Впрочем, при всей внешней ясности, свежести и незапятнанности, здесь уже много чего произошло, так что невинность этот дворец давно потерял. Совершенных в этих стенах преступлений хватит на десяток будущих трагедий; Эвменидам нет смысла отлетать слишком далеко – здесь ведь то и дело убивают ближайших родственников, а сколько такого задумывается, не доходя до воплощения, откладывается на более подходящий момент, здесь сам воздух пропитан жадностью до власти, клятвопреступлениями и жгучей жаждой расчистить себе место повыше, так что Эвменидам всегда найдется, чем поживиться поблизости от царского дворца.
Везде шла стройка, работали мастера, лежали куски мрамора - окаменевшие сгустки тумана и дыма - прекрасные сами по себе звездным зернистым блеском на изломе, лунными и ледяными узорами. Были здесь глыбы фригийского мрамора с пурпурными прожилками и нумидийского мелкозернистого, золотого с кроваво-красными нитями. Валяясь на нагретых солнцем плитах, мы смотрели, как устанавливают колонны; это было волнующее зрелище – как рубка леса, только наоборот. Дерево вздрагивает под топором и нехотя, словно во сне, валится со стоном, колонна же поднимается в небо на глазах. Дух захватывало, когда из мраморных барабанов, прорезанных вертикальными желобками, под скрип веревок и натужные вздохи строителей торжественно вырастал мощный ствол и легко подхватывал свод, как Атлас небо.
Мы с Александром лениво переговаривались, лежа на мраморных плитах, разморенные солнцем, зевали наперегонки с собаками, которые вечно толклись неподалеку у пиршественного зала и вежливо прекращали грызню меж собой с появлением людей. Собака играла с Александром в песке, припадая на передние лапы с невероятно лукавым и заманчивым выражением на морде, совалась к нему длинным умильным носом, а потом – фыррр! – отскакивала в сторону с вылупленными счастливыми глазами.
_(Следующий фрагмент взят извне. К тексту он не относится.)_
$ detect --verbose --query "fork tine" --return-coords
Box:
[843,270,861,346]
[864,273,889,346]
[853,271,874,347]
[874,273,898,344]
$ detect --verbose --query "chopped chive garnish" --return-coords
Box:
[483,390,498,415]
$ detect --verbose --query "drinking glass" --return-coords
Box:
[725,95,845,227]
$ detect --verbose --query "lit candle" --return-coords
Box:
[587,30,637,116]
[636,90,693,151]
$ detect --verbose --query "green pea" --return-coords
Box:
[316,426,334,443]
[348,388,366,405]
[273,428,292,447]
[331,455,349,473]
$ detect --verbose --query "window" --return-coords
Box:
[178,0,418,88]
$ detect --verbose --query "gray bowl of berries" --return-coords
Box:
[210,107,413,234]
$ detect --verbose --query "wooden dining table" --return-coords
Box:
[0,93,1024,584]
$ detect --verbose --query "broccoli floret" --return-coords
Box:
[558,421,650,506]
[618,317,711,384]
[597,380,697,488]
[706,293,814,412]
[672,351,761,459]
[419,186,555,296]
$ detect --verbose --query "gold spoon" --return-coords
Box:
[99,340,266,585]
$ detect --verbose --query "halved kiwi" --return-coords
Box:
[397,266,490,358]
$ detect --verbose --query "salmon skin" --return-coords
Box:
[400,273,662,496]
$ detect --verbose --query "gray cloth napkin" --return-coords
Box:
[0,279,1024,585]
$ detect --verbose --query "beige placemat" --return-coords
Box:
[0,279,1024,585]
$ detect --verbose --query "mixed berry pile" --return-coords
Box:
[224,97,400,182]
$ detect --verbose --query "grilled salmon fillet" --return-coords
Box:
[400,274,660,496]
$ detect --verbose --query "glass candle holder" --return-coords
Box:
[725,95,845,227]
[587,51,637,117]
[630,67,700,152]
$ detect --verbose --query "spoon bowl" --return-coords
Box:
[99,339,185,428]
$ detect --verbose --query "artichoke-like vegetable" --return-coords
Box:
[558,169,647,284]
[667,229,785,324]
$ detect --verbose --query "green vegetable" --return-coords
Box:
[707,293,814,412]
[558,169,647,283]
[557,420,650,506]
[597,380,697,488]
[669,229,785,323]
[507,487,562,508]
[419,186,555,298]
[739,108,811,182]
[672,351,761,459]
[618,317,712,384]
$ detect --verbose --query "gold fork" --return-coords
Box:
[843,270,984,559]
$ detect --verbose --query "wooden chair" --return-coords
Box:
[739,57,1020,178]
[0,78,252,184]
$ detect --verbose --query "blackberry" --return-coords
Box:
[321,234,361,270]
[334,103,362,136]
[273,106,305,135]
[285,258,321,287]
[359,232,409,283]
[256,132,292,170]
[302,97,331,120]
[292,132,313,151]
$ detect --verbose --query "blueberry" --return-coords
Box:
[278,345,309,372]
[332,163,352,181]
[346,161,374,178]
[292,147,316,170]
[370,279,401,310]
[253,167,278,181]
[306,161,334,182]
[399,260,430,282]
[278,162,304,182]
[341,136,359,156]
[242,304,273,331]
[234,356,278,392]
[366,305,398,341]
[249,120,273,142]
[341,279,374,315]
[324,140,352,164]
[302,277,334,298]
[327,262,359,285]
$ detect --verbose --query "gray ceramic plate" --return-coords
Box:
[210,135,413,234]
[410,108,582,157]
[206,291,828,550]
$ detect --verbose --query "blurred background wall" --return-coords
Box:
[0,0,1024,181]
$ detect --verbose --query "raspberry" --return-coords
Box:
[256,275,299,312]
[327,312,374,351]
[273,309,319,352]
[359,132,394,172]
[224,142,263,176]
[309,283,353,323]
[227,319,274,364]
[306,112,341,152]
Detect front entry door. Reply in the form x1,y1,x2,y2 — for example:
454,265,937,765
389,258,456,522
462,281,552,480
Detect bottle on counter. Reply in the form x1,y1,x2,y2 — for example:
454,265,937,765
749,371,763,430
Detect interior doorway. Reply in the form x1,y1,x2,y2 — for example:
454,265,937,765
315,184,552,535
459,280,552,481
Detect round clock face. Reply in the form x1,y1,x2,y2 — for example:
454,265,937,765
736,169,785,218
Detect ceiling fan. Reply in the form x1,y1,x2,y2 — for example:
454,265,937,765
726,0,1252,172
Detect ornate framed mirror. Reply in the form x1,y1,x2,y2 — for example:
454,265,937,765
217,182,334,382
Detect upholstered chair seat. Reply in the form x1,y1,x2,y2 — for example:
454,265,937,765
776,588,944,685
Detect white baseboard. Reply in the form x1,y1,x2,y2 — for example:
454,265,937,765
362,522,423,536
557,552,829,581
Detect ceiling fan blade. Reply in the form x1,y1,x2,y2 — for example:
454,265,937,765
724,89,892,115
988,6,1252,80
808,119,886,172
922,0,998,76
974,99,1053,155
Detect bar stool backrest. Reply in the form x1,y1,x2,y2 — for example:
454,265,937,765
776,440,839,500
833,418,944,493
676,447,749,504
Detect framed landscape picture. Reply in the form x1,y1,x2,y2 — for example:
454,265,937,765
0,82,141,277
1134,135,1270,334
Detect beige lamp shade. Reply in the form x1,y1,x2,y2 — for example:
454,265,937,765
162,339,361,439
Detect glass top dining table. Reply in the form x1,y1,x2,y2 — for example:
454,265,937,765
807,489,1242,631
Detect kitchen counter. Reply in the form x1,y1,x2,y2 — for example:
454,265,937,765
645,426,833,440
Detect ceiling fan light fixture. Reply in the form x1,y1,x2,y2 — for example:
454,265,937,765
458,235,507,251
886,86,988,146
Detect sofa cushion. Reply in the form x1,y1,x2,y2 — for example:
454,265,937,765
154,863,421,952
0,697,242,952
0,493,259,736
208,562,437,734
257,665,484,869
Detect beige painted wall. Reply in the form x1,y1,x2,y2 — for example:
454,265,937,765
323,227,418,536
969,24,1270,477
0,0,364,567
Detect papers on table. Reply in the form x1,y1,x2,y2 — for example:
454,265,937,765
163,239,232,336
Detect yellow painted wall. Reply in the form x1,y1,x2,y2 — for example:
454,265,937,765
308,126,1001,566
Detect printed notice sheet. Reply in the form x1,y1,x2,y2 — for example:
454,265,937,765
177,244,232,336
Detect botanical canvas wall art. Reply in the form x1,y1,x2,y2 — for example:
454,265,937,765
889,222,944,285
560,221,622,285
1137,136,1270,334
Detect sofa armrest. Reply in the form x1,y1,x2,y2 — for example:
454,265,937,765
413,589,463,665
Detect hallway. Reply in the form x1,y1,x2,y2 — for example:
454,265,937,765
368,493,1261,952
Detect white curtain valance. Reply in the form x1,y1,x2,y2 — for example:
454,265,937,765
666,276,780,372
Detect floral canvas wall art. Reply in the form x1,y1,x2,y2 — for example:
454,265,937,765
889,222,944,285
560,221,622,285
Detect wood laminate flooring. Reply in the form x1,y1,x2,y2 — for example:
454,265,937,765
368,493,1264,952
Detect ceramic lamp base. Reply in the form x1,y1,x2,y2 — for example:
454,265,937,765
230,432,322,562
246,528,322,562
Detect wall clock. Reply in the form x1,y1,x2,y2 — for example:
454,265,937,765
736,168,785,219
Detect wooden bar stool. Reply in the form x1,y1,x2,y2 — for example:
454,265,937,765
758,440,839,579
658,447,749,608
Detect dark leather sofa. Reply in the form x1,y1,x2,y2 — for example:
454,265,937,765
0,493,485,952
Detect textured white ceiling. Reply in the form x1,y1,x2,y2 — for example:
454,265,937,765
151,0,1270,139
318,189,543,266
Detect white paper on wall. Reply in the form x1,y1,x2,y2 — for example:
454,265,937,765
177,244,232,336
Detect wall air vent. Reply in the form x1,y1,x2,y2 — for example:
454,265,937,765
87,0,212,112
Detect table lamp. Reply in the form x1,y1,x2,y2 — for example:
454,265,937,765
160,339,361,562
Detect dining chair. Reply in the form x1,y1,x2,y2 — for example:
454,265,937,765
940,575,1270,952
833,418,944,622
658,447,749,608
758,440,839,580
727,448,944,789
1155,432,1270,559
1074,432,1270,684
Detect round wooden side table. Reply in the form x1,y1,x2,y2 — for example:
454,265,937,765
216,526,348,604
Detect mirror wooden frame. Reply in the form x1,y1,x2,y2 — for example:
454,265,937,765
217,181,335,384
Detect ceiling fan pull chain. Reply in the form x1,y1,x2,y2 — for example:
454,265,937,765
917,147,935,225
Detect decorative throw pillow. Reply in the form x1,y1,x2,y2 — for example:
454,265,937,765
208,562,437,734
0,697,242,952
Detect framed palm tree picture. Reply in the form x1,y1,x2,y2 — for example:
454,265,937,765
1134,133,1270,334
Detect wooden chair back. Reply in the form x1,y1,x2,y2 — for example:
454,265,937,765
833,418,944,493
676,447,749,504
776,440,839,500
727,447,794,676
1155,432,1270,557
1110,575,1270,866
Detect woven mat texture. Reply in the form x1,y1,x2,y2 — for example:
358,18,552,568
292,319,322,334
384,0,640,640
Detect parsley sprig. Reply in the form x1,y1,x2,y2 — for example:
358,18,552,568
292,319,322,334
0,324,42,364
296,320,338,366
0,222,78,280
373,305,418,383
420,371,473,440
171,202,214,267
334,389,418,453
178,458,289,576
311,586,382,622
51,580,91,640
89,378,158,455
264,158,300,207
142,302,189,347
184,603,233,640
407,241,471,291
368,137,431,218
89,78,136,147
И когда Александр в безнадежном нырке пытался поймать ее за ногу, она увернувшись, начинала наворачивать круги по двору, так исступленно работая лапами, словно за ней Эвмениды гнались. А я смотрел в небо, пока голова не закружится, пока земля не полетит вслед за облаками и птицами. Все путается, меняется местами, лежишь спиной на нагретых, спрессованных облаках, а над тобой течет вдруг оживший мрамор, летит, куда ветер его гонит, и птицы в нем, и солнце пронзает его насквозь - и что-то еще происходит, и вдруг окончательно проваливаешься в синеву, в высоту.
В одном из двориков работали мозаичисты, выкладывали из гальки узоры на полу и картины на стенах. Некоторые дворцовые росписи пострадали, когда олинфяне захватили Пеллу (о да, греки порой не меньшие варвары, чем сами варвары, особенно, если они имеют дело с варварами, которых стесняться нечего, и вот тут они могут варварам сто очков вперед дать по варварству), и мозаичисты делали взамен испорченных фресок их копии из более крепкого материала. Мы пытались по готовым волнообразным фрагментам угадать, каким же будет целое. Художники усмехались и скрытничали, но Александр все равно узнал Геракла по лапе львиной шкуры, а я - убитого оленя по прикушенному языку. А на восточной стене уже появился наш любимый Беллерофонт, убивающий химеру, - воин, всадник, герой, жаль, что кончил так плохо, всем нам в назиданье.
Да не тронет зависть небожителей
Радостей повседневья,
За которыми вслед
Мирным шагом я шагаю в старость и в смерть.
Смерть всем одна,
Но судьба над нею – неравная.
Где дальний взгляд – там недальний путь,
Там не воспрянуть к медному полю, где троны богов,
Там крылатый Пегас
Сбросил всадника, рвавшегося к урочищам небес*.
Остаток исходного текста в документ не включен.